Frank McGillin: Well we’ve been collecting a ton of data since we’ve been on the market. So as we’re connect the device we’re able to collect both usage data sleep data activity gait as well as self reported pain data. So we’re really looking at applying the you know the data we’ve collected from over 70,000 users at a gazillion data points to actually build an even smarter device. We’ve got some news coming. We’re going to launch it at the CES Consumer Electronics Show in January. I can’t really tell you any details but we’re really excited about it.
Saul Marquez: Man that’s very interesting. That’s very interesting. Well we’ll have to definitely stay tuned with what you guys are up to. When is CES?
Frank McGillin: Starts January 8th.
Saul Marquez: OK so it’s around the corner. This is exciting time for you guys.

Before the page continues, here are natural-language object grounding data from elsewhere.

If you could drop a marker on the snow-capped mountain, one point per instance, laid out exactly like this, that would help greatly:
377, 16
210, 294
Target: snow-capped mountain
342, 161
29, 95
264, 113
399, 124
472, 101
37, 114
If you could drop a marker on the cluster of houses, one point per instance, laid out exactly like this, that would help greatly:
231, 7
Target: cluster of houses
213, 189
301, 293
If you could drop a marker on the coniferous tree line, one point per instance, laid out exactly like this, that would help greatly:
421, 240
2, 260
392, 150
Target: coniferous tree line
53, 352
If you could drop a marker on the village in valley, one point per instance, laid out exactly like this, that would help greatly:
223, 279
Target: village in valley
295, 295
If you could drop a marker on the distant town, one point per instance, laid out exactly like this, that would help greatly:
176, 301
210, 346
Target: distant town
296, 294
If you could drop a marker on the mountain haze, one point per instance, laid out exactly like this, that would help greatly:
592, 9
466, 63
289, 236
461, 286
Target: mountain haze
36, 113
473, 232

Frank McGillin: Yeah. And it’s really interesting how CES is involved in the last five years. I mean it really healthcare is becoming a huge part of it. You mentioned neuro modulation there’s a big section on neuro modulation at CES. Who would have thought.

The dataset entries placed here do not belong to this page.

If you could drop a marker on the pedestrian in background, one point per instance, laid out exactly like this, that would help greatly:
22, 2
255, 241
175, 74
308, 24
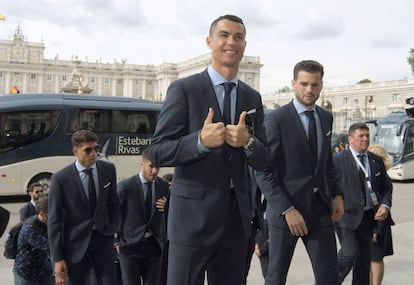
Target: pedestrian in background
84, 216
142, 237
32, 265
382, 244
28, 210
367, 192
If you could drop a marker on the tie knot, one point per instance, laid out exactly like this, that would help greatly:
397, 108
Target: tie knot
309, 113
228, 86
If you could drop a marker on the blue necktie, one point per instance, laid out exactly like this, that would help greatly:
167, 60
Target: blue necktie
91, 190
313, 138
228, 86
148, 199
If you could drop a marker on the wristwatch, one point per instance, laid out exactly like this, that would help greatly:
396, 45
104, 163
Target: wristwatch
250, 144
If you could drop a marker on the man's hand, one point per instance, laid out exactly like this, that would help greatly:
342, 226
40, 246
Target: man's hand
237, 135
381, 214
61, 273
160, 204
296, 223
337, 208
212, 134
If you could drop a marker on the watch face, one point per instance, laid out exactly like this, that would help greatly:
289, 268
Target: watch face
250, 145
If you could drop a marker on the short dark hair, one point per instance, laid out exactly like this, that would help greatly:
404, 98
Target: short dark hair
32, 186
83, 136
357, 126
42, 204
311, 66
232, 18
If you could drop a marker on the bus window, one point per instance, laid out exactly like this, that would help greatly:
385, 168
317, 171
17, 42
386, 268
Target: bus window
409, 141
22, 128
97, 121
133, 122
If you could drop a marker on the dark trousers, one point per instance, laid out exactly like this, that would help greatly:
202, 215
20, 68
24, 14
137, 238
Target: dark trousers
355, 250
320, 244
98, 265
224, 261
141, 262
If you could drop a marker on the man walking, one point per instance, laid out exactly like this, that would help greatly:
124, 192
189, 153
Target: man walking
84, 216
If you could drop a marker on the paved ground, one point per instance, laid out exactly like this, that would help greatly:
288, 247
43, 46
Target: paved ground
399, 267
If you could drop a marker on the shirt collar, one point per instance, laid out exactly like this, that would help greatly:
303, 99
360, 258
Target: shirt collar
81, 168
355, 153
300, 108
217, 78
142, 179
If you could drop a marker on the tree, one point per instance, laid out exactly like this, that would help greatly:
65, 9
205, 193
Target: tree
411, 60
366, 80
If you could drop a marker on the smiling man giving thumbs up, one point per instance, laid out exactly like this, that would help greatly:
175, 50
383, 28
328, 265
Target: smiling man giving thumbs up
202, 133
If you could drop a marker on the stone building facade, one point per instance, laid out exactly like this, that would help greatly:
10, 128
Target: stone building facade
22, 64
355, 103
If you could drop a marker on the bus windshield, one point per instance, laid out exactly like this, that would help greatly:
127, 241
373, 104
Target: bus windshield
387, 136
25, 127
36, 130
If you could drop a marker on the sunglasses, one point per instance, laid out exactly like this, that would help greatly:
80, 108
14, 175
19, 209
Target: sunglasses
89, 150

Saul Marquez: I know right. That’s so crazy. Love it. Well you guys I think are doing an excellent project a great thing for people there. So keep up what you do and getting close to the end here. Frank I’ve got a leadership course that we’re going to do a quick syllabus with a lightning round for the listeners five questions followed by a book that you recommend to the listeners. You ready?
Frank McGillin: Excellent.
Saul Marquez: All right. What’s the best way to improve health care outcomes?
Frank McGillin: List the patient in the process.
Saul Marquez: What is the biggest mistake or pitfall to avoid?
Frank McGillin: Avoid falling in love the technology rather than solving a real problem.
Saul Marquez: Amen. How do you stay relevant as an organization despite constant change?
Frank McGillin: Yeah. Look at what innovators are doing outside the industry. Also huge podcast fan you can learn a lot on your evening commute.
Saul Marquez: Love that. What is one area of focus that drives everything in your organization?
Frank McGillin: It’s really about helping that chronic pain suffer. You know these people feel abandoned. They feel stigmatized by the whole opioid crisis and we were able to make a real difference for them.
Saul Marquez: What is your number one success habit?
Frank McGillin: I think getting up early and spending some time out running so I can think about what I need to do
Saul Marquez: Some good thinking time.
Frank McGillin: Absolutely.
Saul Marquez: Love that. What book would you recommend to the listeners Frank?
Frank McGillin: Yeah. My current favorite is Homo Deus, a brief history of tomorrow by Yuval Noah Harari. It’s really fascinating. Written from his story Israeli history. But he thinks he talks about things like hey I am bioengineering and kind of projects like the impact it could have in humanity in the next hundred years.
Saul Marquez: Very cool.
Frank McGillin: It’s a little bit scary.
Saul Marquez: Oh man interesting Homo Deus. Folks you could find this syllabus, linked to Homo Deus, a link to Frank’s company, just go to outcomesrocket.health and you’ll find them there. Just type in neurometrix in the search bar and you’ll find this episode ready for you to review once again. Before we conclude, Frank I love if you could just share a closing thought and then the best place for the listeners could follow you or reach out to you.
Frank McGillin: Wise one. Yes Saul thank you for inviting me to join. I think you’re sharing a lot of information which is which is awesome. You know folks want to connect with me. Probably you use ways. Yeah. My twitter handle is fmcgillin, @fmcgillin.
Saul Marquez: Outstanding. Frank, this has been a pleasure. You’ve done what you guys are doing man. You know the people need you and we’re looking forward to hearing what that new product is here in the next month.
Frank McGillin: Awesome. Thanks Saul.